3. They just never know when to back off.
Focus on Results
Don't be like a door-to-door salesman. Get personal with your prospects by zeroing in on the purpose your goods or services serve and how they will positively impact their life. This is the real way to keep them reading and viewing the information you post on your page. Potential buyers don't care that you've personally used whatever you're trying to sell. They want to see that your product is universal and will work for them. If you can't prove this, you won't make a sale.
Sales pages are great places to include media such as real pictures and videos proving that your product works. It seems like 8 out of 10 sales pages has stock images of men and women instead of actual client pictures. How do you expect for someone to take you, your product or your company seriously if you can't even be honest about customer reviews and results? If you have reviews but not pictures, then use their reviews and fill the page with other sources of media.
A great multi-functional source of media is whiteboard demonstrations. These are a great way to visually tell clients about your product and let's be honest. Whiteboard videos tend to really grab attention and keep it. You can even use a whiteboard video as your sales page and simply include reviews, an overview and links to purchase below it or on a separate page.
And by reviews we mean honest reviews. Not the kind that are clearly fake or overwhelmingly positive. Fake reviews are a great way to lose your prospects when it matters the most. Some folks will slap 10,20 or even 30 fake reviews onto an otherwise great sales page and then scratch their heads when no one is making a purchase. Honesty matters. Transparency matters. If you are posting fake reviews (even if it's because you yourself don't have reviews and want to build trust) you will only end up making the reader/listener think that you are nothing more than a scammer.
Obviously if you're selling a new product or a service that you are providing you may not have any reviews. This is fine too as long as you are honest about the results that the buyers can receive and provide proof. Let's say you're selling a writing course on how to make $100,000 a year. You personally make over $100k each year and legit want to show others what you know but you don't have anyone that has personally tried your course so obviously no one has succeeded at it. The best thing you can do in these situations is be transparent about your situation. Show the buyers your monthly statements, outline how much effort was put forth talk about how your methods were formulated, what works, and what didn't work so much.

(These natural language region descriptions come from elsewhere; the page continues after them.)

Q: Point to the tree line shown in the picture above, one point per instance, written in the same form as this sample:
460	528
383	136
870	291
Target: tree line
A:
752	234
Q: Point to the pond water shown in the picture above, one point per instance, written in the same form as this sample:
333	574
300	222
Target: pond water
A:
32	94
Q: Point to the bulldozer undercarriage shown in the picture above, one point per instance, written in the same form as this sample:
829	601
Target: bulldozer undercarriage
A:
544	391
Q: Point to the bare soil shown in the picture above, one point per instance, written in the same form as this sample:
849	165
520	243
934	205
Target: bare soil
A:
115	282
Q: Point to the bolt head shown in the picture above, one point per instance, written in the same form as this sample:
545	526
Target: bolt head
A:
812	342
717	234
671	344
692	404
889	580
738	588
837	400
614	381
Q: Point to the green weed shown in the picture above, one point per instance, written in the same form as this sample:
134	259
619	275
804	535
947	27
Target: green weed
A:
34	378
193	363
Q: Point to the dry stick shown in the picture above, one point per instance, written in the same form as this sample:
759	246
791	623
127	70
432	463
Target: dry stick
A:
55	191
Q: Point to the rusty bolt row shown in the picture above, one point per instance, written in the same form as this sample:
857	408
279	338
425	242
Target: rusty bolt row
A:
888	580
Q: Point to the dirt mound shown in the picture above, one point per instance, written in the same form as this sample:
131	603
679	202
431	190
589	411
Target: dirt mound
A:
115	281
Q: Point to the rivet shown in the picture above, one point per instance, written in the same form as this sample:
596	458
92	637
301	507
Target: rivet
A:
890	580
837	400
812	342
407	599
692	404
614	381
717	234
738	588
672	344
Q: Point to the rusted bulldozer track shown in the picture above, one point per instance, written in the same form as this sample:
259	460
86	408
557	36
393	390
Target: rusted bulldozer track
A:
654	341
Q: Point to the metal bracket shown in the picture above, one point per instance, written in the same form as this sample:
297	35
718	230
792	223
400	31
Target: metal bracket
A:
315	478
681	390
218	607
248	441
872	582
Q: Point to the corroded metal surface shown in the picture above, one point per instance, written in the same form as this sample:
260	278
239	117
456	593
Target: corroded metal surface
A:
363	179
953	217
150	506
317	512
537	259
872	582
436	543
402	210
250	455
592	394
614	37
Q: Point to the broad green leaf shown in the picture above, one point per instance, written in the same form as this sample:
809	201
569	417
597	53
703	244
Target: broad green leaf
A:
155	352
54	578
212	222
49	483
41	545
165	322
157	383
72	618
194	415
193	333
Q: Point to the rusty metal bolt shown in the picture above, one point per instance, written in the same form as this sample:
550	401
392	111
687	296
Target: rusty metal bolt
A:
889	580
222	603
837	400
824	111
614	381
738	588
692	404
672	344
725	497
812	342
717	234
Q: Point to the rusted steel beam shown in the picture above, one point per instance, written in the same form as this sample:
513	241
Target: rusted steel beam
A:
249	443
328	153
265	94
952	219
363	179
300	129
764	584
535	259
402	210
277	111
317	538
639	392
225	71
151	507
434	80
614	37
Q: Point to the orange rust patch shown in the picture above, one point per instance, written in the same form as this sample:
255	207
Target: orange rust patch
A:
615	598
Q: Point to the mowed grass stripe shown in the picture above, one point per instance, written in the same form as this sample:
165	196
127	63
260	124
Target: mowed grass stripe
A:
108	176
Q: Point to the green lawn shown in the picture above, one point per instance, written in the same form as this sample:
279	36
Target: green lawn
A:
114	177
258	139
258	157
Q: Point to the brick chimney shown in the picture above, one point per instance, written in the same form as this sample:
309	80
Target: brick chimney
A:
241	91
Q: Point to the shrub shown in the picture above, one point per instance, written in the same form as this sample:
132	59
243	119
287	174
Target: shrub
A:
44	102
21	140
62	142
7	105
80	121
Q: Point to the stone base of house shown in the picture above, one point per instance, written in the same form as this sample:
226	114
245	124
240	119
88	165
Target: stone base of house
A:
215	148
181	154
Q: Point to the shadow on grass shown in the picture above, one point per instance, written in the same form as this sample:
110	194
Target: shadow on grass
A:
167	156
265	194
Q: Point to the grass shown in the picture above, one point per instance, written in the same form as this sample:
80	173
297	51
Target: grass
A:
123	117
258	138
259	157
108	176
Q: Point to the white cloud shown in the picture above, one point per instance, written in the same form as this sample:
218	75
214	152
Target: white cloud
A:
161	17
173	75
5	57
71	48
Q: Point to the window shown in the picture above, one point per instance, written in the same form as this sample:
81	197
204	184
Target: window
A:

Sales pages can be quite long. Especially when there are many topics and concerns to be covered. The length of a sales page can make or break your ability to actually get consumers to purchase so here's what you do:
1. Use bullets and numbers whenever possible.
2. Review sections at a time to make skimming easier.
3. Make paragraphs short and concise.
4. Try not to use fluff or fillers.
5. Use media to break up large chunks of text.
6. Show instead of telling.
Like I said before, sales pages can be tricky and downright annoying to write but if done correctly you're bound to reap the rewards of your labor.